Comment Re:If you're not familiar... (Score 1) 337
There's a whole chicken and egg thing that comes into play whenever "structural racism" and its proposed solutions are discussed. The assumption in this case, I assume, is that if you inflate the grades of poor (i.e., black - but I suppose it applies to other poor kids as well) kids to get them into college, they'll rise to the occasion and succeed there. In other words, we're totally giving up on the K-12 education system's ability to educate poor kids in favor of a college system that presumably can do better - even with kids entering poorly prepared by their K-12 experience. And that probably works, in some cases, but still...
Back in 1964, affirmative action made sense. You don't just stop disadvantaging kids and then wait 18 years for the first crop to reach college age. And, yeah, maybe 18 years isn't enough. It takes a while for K-12 equity to take root. So, maybe 36? 56? My point is that affirmative action is a band-aid, and if you still need it 60 years later, it's not working. And, of course, it can't work if you don't actually address the inequalities of the K-12 system. But we don't even attempt to determine what those inequalities are. Is it school funding? Chaotic school environment? Chaotic home environment? Is it poverty - or concentration of poverty? I don't know that anybody knows - or if they do, it's some kind of "blaming the victim" taboo to discuss it. Or else the solutions are "racist" in and of themselves.

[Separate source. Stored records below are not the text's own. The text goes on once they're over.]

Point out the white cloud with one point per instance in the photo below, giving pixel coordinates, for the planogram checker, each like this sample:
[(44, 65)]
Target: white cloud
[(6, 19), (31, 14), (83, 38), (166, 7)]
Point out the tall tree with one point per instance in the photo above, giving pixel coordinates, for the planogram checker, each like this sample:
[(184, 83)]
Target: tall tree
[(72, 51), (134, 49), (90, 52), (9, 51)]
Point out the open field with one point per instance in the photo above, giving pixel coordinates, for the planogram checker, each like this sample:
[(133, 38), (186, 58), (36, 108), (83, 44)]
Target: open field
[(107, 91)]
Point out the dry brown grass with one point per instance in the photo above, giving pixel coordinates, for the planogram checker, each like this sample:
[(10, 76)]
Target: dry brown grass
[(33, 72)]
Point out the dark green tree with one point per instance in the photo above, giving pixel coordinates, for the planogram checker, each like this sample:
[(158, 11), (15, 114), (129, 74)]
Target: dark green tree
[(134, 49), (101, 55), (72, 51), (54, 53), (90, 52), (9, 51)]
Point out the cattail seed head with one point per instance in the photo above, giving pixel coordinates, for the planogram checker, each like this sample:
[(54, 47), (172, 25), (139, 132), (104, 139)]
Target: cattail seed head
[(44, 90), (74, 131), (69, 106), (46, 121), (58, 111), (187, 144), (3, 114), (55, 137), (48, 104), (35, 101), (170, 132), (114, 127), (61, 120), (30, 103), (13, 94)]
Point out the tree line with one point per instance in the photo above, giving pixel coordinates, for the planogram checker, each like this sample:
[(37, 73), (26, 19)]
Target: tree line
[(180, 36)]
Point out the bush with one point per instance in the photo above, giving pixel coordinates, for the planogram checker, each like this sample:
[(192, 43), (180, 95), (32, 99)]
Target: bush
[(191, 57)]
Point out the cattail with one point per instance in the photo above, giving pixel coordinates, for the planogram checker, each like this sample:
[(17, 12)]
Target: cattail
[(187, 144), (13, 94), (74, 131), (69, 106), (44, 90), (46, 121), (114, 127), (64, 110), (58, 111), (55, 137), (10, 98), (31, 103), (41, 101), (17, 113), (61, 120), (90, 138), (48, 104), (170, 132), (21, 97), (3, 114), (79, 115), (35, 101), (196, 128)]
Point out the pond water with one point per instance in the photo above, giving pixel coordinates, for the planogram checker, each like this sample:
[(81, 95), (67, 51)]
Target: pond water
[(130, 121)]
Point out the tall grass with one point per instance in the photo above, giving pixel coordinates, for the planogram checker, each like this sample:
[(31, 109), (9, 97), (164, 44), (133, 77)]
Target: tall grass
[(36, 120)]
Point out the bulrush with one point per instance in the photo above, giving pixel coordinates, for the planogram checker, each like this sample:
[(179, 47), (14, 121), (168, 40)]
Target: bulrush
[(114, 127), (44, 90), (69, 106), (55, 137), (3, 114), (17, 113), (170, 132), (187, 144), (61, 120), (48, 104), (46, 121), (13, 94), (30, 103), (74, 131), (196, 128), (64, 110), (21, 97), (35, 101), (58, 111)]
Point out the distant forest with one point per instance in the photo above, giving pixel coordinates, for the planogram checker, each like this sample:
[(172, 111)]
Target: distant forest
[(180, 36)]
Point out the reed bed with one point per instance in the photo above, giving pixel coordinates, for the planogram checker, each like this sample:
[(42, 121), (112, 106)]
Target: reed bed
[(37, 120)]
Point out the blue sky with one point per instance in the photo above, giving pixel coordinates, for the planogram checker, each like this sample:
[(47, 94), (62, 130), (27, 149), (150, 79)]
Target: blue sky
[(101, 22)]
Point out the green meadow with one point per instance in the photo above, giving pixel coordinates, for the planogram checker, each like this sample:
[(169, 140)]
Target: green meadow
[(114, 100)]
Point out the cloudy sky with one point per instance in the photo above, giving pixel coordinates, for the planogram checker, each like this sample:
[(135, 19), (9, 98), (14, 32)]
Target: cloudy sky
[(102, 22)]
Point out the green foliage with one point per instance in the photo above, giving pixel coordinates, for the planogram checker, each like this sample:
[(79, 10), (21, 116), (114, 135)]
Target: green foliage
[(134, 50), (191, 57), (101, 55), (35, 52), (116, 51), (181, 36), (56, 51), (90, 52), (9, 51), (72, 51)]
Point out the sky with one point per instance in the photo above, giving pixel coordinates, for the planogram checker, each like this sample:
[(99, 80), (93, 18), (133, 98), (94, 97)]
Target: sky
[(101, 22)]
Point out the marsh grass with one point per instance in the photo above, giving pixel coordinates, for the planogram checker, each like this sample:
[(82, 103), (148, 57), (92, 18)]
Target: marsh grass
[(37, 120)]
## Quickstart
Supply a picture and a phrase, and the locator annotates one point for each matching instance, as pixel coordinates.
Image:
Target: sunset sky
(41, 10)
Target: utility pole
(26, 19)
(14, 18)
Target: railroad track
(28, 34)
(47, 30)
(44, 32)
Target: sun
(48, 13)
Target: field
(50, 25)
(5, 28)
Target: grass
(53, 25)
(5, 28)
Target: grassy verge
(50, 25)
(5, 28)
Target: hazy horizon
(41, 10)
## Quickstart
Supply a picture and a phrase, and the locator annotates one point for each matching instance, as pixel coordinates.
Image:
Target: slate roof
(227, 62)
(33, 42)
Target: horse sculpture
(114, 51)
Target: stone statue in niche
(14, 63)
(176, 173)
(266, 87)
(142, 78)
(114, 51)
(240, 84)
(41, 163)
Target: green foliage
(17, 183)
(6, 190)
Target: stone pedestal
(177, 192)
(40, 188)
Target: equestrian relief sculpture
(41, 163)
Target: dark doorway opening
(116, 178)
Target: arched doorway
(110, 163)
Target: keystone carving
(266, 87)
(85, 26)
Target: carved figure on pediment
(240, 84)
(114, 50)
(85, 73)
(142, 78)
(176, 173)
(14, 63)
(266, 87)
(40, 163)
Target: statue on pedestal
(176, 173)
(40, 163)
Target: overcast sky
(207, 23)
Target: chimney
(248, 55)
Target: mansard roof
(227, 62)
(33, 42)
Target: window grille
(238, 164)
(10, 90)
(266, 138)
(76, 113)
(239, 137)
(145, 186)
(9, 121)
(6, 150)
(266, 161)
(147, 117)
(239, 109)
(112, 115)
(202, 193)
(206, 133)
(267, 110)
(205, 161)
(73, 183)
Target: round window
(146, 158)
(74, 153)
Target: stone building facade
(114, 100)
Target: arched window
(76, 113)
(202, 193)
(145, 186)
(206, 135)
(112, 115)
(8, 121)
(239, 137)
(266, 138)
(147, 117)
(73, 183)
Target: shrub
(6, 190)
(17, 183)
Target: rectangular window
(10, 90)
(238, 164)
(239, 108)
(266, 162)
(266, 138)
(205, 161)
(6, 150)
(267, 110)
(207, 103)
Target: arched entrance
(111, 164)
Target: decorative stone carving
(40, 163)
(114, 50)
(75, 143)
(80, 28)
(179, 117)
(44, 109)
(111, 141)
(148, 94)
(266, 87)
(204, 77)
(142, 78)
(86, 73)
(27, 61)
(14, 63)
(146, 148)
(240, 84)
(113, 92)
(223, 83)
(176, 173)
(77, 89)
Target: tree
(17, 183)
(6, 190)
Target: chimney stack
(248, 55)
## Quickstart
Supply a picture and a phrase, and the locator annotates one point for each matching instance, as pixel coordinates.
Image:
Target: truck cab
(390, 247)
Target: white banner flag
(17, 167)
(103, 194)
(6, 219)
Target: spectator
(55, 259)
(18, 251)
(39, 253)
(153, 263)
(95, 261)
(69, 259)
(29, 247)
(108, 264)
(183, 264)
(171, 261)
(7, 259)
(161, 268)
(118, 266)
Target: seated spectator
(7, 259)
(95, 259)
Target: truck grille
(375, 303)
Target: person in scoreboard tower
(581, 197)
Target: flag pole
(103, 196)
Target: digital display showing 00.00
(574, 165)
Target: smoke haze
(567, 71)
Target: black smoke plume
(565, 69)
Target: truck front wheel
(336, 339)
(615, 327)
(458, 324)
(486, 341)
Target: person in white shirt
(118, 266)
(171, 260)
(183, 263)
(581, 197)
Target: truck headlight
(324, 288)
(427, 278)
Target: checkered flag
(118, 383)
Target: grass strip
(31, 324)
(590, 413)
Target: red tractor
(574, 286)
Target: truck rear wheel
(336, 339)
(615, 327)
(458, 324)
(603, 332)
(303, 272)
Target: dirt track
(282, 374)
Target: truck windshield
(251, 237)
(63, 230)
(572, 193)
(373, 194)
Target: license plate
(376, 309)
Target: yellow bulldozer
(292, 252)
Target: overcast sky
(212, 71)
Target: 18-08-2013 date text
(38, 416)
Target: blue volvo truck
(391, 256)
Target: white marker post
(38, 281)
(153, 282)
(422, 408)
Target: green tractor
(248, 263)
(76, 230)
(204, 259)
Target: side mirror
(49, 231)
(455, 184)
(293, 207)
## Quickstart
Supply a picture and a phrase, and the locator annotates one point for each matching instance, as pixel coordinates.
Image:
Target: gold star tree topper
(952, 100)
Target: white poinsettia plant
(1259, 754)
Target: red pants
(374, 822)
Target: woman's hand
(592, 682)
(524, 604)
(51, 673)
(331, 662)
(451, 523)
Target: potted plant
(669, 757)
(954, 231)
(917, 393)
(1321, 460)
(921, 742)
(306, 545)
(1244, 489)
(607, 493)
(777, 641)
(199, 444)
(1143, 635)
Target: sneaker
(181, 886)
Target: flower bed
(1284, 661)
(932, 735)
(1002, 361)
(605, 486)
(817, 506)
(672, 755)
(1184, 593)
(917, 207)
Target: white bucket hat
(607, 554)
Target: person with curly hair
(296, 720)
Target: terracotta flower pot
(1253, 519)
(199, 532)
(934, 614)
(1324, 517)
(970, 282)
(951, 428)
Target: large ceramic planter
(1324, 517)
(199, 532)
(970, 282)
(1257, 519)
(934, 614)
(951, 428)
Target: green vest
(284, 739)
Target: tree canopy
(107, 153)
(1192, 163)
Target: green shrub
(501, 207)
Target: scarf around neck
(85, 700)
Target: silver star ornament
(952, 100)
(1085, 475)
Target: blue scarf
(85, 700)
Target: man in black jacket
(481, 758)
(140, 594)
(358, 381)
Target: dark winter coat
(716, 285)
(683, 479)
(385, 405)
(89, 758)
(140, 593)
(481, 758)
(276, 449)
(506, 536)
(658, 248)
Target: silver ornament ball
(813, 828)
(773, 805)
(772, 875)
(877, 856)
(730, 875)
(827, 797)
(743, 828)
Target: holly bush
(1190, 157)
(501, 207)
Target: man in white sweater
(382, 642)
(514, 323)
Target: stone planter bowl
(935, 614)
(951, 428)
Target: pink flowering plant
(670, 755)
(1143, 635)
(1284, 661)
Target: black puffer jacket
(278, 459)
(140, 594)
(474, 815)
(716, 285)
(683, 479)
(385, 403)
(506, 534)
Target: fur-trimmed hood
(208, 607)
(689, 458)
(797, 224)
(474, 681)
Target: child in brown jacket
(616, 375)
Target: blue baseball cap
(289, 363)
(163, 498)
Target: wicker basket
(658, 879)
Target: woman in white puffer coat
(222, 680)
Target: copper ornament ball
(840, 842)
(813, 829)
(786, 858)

In terms of this proposal, it seems to be "the bad-aid isn't working - and it's been ruled illegal, so let's be good people and apply a different band-aid and wait another 50 years for results.
As far as the argument that "poor is a euphemism for black", well there's some truth to that. Consider your typical New York Times "Problem X Disproportionately affects people of Color" article. Invariably, problem X will turn out to be something that is a clear result of poverty, and well, black people are disproportionately poor (yes, as a result of past and present racism), so the headline isn't inaccurate, per se. It simply double-counts the racism. And for what purpose? To add an extra layer of moral weight to the reporting? What's obscured by this kind of thing is that there may well be a strictly racial component to problem X. It's almost never the whole problem, and framing it as such is easier than teasing out the real racial effect. It also doesn't make it easier to solve. And, oh. There's the other obscured fact that in sheer numbers (rather than proportion), it generally turns out that problem X actually affects more white people than people of color (if only because there are more of them - yes, even more poor ones - in the country). And that's important, because if addressing poverty addresses the problem better than addressing racism does, you actually, y'know, address the problem. Without alienating a huge swath of the population and leaving them easy pickings for demagogues like Trump.